Real estate stocks are getting a place of their own in the market this week, and investors are taking notice.
As of the close of trading Friday, the industry will become its own sector in the S&P 500, bringing the broad market index up to 11 divisions. The move primarily affects real estate investment trusts (REITs), moving 28 issues with nearly $600 billion in market cap out of the financial sector and into the new real estate heading.
The decision came primarily because officials at S&P Dow Jones Indices believe the industry has become large enough that it should be split from the broader financials that include commercial and investment banks, insurers, brokerages and exchanges.
Practically speaking, there’s an important impact on investors.
Portfolios that track the S&P 500 will have to be readjusted to accommodate the new sector, which is expected to account for just over 3 percent of the total index.

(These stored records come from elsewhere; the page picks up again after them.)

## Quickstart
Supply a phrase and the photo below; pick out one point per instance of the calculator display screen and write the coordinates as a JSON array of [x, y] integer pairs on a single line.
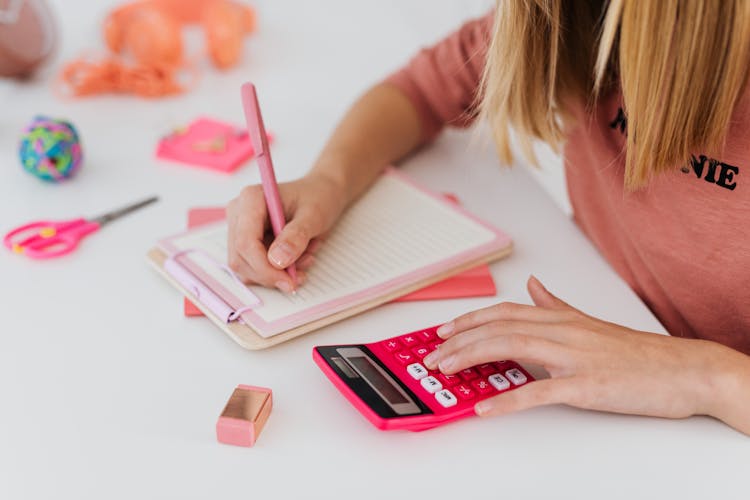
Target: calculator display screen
[[373, 375]]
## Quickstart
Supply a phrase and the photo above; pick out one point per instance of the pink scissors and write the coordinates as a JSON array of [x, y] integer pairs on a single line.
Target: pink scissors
[[47, 239]]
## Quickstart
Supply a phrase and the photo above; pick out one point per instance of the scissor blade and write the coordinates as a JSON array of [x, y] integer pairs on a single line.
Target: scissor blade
[[116, 214]]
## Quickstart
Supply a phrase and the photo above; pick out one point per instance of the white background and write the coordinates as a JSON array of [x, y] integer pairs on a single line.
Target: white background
[[108, 392]]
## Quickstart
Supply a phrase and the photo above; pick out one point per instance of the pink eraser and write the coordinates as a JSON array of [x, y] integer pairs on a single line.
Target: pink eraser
[[244, 415]]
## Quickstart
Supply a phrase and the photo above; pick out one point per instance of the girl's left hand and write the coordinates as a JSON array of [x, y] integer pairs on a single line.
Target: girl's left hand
[[593, 364]]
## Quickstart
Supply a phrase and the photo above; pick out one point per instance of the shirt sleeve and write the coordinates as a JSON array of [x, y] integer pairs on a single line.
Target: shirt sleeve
[[442, 81]]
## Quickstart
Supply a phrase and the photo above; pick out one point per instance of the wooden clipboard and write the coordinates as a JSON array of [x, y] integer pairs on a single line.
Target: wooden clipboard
[[248, 338]]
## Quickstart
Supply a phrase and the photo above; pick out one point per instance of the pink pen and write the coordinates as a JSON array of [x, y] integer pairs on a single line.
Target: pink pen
[[257, 133]]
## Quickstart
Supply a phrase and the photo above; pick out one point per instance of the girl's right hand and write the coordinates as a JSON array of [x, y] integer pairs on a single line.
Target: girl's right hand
[[312, 205]]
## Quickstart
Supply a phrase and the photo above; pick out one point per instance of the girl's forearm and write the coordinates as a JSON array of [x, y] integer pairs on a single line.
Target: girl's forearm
[[379, 129]]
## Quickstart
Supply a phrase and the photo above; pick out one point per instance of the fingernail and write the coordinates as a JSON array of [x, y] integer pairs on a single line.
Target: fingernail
[[305, 262], [281, 255], [447, 363], [301, 278], [430, 359], [445, 329]]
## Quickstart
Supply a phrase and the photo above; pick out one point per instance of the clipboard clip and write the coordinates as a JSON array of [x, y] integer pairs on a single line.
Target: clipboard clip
[[200, 292]]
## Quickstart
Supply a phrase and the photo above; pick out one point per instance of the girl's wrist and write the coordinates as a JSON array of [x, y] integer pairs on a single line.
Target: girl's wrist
[[728, 387]]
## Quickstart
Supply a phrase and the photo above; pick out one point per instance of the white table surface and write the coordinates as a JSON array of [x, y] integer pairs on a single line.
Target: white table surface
[[107, 391]]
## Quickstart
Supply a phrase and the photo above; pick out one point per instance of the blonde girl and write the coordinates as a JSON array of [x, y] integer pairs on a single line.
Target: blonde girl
[[648, 101]]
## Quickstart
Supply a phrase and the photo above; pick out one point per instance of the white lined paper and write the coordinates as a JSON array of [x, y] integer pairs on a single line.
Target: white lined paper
[[393, 230]]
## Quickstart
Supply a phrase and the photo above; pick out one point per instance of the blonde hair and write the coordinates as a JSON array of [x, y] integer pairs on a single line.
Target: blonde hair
[[681, 66]]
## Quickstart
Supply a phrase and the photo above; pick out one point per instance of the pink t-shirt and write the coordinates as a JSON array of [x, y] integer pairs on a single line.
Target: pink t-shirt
[[682, 243]]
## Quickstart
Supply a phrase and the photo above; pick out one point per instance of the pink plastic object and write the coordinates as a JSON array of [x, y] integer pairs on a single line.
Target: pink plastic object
[[48, 239], [468, 386], [244, 415], [257, 133], [207, 143]]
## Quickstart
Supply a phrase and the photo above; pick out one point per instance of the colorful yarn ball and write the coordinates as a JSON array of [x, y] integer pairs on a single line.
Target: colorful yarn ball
[[50, 149]]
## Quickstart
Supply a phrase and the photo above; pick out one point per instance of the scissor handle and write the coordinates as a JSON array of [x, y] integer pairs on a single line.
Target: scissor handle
[[47, 239]]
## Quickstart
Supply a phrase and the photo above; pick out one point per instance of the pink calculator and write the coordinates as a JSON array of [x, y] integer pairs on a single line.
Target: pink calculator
[[387, 382]]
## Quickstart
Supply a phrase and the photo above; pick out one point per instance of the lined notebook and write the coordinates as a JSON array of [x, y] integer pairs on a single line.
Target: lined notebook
[[395, 239]]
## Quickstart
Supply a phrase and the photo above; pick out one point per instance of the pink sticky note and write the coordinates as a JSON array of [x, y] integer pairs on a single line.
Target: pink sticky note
[[207, 143]]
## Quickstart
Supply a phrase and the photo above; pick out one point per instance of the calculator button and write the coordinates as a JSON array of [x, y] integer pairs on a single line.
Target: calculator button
[[464, 391], [421, 351], [405, 357], [499, 382], [409, 340], [391, 345], [426, 335], [431, 384], [449, 380], [516, 376], [486, 369], [417, 371], [482, 386], [446, 398], [468, 374]]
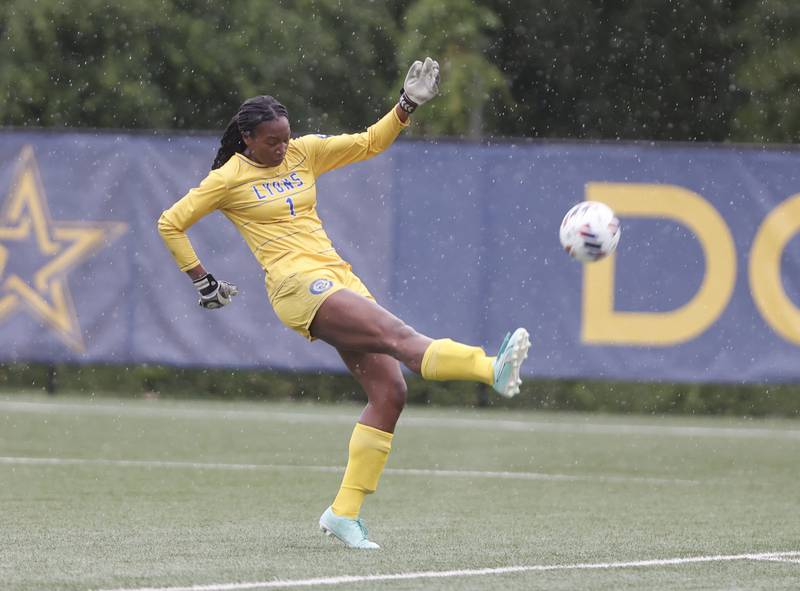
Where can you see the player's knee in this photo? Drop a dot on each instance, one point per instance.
(397, 391)
(395, 335)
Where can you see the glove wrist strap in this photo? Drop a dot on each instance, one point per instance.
(406, 103)
(206, 285)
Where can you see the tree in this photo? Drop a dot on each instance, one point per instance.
(598, 69)
(474, 91)
(770, 74)
(190, 63)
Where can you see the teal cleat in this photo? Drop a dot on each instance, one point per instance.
(352, 532)
(509, 359)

Financials, which currently account for about 13.1 percent of the S&P 500, likely will drop below 12 percent.
That means investors looking to achieve balance in their portfolios will have to adjust their allocations accordingly.
Ahead of the move, investors have been piling money into real estate funds. In fact, the sector has generated the largest inflows to exchange-traded funds this year of any of its peers, pulling in $1.08 billion in August alone and $7.6 billion for 2016, according to figures released Thursday by State Street Global Advisors.

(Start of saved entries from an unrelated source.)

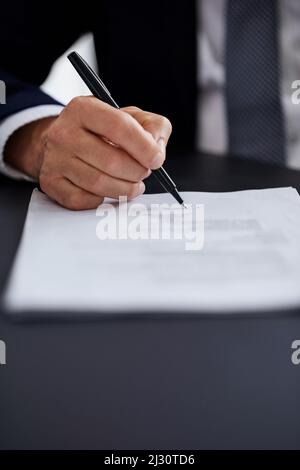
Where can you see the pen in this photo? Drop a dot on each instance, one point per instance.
(99, 90)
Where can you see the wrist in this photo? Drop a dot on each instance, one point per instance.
(24, 149)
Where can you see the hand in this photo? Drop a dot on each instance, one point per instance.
(90, 151)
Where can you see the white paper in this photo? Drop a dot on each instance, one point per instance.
(250, 259)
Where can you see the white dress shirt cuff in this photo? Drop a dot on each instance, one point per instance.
(9, 125)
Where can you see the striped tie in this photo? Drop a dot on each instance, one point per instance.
(254, 113)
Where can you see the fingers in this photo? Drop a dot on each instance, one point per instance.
(158, 126)
(70, 196)
(92, 151)
(119, 127)
(98, 183)
(107, 158)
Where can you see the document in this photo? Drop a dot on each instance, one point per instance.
(227, 252)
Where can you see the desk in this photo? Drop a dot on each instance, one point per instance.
(183, 382)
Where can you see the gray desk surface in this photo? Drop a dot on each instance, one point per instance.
(203, 382)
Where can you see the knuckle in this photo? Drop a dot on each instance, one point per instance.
(57, 134)
(120, 126)
(76, 103)
(133, 190)
(143, 173)
(166, 123)
(98, 182)
(44, 181)
(132, 109)
(74, 201)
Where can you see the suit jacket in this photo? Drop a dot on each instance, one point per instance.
(146, 53)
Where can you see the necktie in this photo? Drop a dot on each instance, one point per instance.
(255, 122)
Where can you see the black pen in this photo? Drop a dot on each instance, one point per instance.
(99, 90)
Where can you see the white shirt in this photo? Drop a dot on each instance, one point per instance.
(212, 126)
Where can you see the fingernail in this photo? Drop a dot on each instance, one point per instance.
(159, 159)
(162, 145)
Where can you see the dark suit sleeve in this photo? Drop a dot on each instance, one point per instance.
(32, 36)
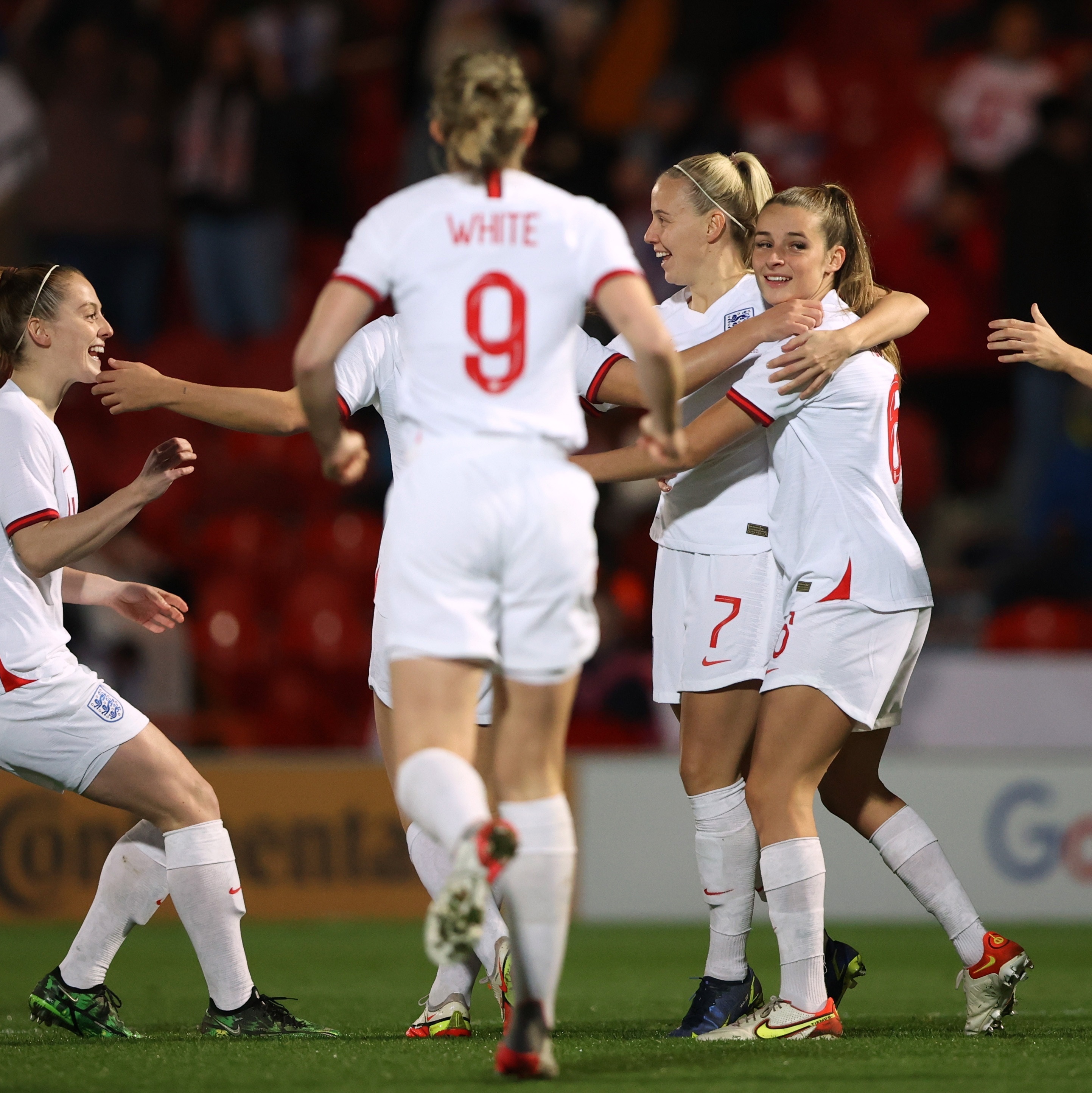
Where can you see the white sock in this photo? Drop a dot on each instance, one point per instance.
(727, 849)
(433, 864)
(443, 794)
(133, 884)
(795, 877)
(538, 886)
(206, 890)
(912, 852)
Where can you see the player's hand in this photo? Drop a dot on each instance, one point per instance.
(347, 463)
(1034, 343)
(808, 362)
(128, 386)
(172, 461)
(153, 608)
(790, 318)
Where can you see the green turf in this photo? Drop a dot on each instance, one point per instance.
(625, 989)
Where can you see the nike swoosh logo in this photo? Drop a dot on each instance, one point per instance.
(765, 1032)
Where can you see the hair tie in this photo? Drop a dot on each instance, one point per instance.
(35, 304)
(679, 167)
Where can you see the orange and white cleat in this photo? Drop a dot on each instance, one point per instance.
(991, 985)
(452, 1018)
(527, 1049)
(782, 1020)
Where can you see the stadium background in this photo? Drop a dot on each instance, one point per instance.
(962, 129)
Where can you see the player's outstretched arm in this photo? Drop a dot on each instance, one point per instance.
(1037, 343)
(704, 362)
(45, 547)
(340, 311)
(722, 424)
(809, 360)
(153, 608)
(129, 386)
(628, 304)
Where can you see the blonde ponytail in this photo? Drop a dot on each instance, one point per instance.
(855, 282)
(484, 106)
(737, 185)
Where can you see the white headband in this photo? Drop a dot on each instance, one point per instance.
(679, 167)
(35, 304)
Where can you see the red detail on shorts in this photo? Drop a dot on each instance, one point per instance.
(25, 522)
(750, 409)
(358, 283)
(842, 593)
(610, 277)
(11, 681)
(600, 375)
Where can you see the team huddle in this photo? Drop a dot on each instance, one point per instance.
(791, 599)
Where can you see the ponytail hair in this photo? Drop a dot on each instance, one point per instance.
(484, 106)
(737, 185)
(25, 292)
(855, 282)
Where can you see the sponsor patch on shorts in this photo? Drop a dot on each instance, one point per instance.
(106, 705)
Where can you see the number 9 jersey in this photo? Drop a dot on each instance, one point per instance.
(490, 283)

Among individual funds, the biggest gainer by far has been the $35.7 billion Vanguard REIT Index Fund, which has pulled in $4.57 billion this year. The $2.87 billion Schwab U.S. REIT ETF has collected $706.2 million, while the $4.3 billion iShares Cohen & Steers REIT fund has had inflows of $355.2 million. (All numbers according to FactSet.)

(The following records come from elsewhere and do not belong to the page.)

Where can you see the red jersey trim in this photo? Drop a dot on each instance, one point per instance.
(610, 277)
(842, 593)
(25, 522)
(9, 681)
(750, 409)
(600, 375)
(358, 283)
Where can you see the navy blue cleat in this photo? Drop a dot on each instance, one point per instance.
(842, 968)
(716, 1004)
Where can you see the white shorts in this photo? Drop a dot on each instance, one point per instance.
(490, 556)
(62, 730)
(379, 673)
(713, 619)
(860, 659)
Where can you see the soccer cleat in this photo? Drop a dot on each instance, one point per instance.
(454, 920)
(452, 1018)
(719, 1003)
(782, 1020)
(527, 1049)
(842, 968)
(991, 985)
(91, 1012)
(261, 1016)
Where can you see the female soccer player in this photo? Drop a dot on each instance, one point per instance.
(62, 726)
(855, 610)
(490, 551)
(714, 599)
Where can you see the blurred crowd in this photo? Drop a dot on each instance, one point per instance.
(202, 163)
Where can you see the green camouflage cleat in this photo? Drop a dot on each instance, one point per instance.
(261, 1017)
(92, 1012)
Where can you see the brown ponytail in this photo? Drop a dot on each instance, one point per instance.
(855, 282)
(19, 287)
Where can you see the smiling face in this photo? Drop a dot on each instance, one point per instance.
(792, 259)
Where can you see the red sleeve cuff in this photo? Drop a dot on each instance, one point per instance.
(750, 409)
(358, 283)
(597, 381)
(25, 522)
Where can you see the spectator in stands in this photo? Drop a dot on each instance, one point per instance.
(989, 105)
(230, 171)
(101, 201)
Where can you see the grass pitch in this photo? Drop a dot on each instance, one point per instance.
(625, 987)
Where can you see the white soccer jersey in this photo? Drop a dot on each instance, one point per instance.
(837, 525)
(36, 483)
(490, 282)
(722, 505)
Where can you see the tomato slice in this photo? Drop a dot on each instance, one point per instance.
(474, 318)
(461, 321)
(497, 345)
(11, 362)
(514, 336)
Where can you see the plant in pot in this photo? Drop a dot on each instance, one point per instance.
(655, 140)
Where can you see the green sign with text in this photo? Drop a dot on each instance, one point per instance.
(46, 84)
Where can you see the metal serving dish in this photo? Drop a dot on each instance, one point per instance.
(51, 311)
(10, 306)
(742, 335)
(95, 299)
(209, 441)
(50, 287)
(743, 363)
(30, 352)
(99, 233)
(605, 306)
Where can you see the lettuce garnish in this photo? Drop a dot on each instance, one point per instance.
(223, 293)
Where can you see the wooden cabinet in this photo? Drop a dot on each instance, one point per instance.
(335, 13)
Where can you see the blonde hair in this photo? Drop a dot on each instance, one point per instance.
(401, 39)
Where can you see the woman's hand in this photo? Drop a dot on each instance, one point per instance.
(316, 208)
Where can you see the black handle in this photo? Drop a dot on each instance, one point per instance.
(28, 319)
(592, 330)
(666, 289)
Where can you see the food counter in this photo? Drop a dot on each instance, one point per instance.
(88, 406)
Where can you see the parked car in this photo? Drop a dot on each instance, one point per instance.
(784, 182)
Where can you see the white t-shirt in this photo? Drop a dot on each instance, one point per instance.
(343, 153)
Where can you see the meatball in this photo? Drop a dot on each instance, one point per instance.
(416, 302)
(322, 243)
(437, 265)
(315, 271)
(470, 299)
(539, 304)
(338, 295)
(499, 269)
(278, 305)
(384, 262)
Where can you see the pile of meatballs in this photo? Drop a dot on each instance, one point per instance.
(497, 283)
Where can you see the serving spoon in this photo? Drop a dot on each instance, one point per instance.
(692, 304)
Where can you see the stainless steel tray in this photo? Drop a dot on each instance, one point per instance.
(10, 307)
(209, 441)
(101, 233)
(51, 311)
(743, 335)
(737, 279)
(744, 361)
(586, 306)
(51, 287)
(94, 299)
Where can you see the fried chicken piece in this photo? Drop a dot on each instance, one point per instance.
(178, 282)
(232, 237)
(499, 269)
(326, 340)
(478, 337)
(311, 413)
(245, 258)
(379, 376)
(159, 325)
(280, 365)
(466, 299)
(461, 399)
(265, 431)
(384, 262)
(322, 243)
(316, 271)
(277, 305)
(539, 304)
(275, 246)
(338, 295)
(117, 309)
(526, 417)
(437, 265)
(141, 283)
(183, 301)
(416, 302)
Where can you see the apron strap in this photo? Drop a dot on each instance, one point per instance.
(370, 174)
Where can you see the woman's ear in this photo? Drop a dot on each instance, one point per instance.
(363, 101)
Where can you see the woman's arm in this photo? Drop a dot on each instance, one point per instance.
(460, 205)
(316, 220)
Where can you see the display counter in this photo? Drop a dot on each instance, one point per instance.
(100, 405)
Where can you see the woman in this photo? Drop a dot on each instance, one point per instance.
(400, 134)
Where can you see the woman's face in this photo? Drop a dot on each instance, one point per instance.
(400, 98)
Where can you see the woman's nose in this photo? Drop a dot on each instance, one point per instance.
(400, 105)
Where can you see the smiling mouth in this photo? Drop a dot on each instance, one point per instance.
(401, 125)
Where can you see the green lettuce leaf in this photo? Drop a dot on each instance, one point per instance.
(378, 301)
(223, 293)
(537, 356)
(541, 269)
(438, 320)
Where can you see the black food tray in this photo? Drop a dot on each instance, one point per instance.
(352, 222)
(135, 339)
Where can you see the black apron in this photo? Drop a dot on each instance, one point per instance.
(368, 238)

Investors in the sector have been rewarded. The Vanguard fund is up 12.6 percent year to date, nearly doubling the 6.7 percent that the S&P 500 has returned.
S&P chose Friday to introduce the real estate sector because the day also marks a “triple witching” in the market. The term refers to the expiration of contracts for stock index options, index futures and options during the final hour of trading.
That will give market participants time to reallocate on a day where conditions are conducive to making changes.
“It’s a day with a huge amount of liquidity in the market, trading is faster and more efficient than usual, and it’s a good day for people to rebalance their portfolios,” said David Blitzer, managing director and chairman of the index committee at S&P Dow Jones Indices. “There will be some people who will be rebalancing their portfolios to make sure their weight in real estate is the right weight.”
The sector is part of the Global Industry Classification Standard implemented in 1999 to help investors make sure they could see what was moving the market and make decisions accordingly.